The Smithfield, Virginia-based company said in a statement today that the processing plants will be shut by December, cutting 1,800 jobs to restructure its pork business. The closures may limit slaughter capacity and demand for hogs, said Don Roose, the president of U.S. Commodities Inc. in West Des Moines, Iowa.

"We're going to kill the same number of hogs, but it's just a matter of more hogs going through a narrower window," Roose said. "It backs up hog numbers, and the packer could pay less than he would normally since there will be more hogs trying to find a spot. It's kind of like musical chairs."

Hog futures for April settlement fell 2.7 cents, or 4.2 percent, to 61.05 cents a pound on the Chicago Mercantile Exchange, the biggest drop for a most-active contract since Feb. 25, 2008. The price earlier slid the CME's 3-cent trading limit to 60.75 cents a pound.

Wholesale pork rose 0.59 cent, or 1 percent, to 58.58 cents a pound today, U.S. Department of Agriculture data show. The price is up 5.9 percent this year.

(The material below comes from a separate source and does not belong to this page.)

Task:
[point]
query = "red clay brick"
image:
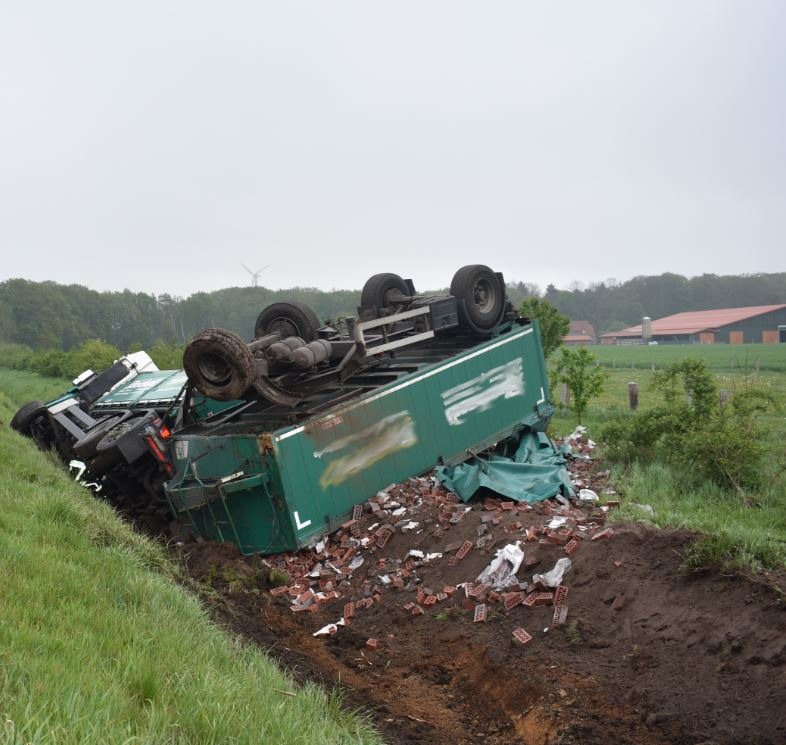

Futures also fell as a drop in U.S. equities sent most commodities lower, raising concern that meat demand will shrink as the economy slumps. The Reuters/Jeffries CRB Index of 19 raw materials plunged to the lowest since June 2002. The Standard & Poor's 500 Index of U.S. stocks fell today to the lowest since November, sinking as much as 4.6 percent.

Cattle Markets

In another livestock market, cattle futures for April delivery sank 2.775 cents, or 3.2 percent, to 84.225 cents a pound on the CME. Earlier the price touched 84.025 cents, the lowest since Jan. 30. The price has fallen for four straight sessions and is down 2.1 percent this year.

Feeder-cattle futures for March delivery slid for a fourth session, dropping 2.85 cents, or 3 percent, to 91.625 cents a pound. Earlier the price tumbled the CME's 3-cent limit to 91.475 cents, the lowest since Jan. 30.

Cattle futures fell "in reaction to the lower stock market," said Dennis Smith, a senior account executive at Archer Financial Services Inc. in Chicago. "It's the major market debate right now: tight supplies versus weak recessionary demand for beef."

The price of wholesale choice beef increased 0.23 cent, or 0.2 percent, to $1.3571 a pound, USDA data show. Beef prices still have plunged 5.2 percent this year, according to the USDA.

The shrinking U.S. cattle supply may have boosted wholesale prices today, Smith said. The U.S. may produce 26.1 billion pounds of beef this year, 1.7 percent less than in 2008, the USDA said in a report today.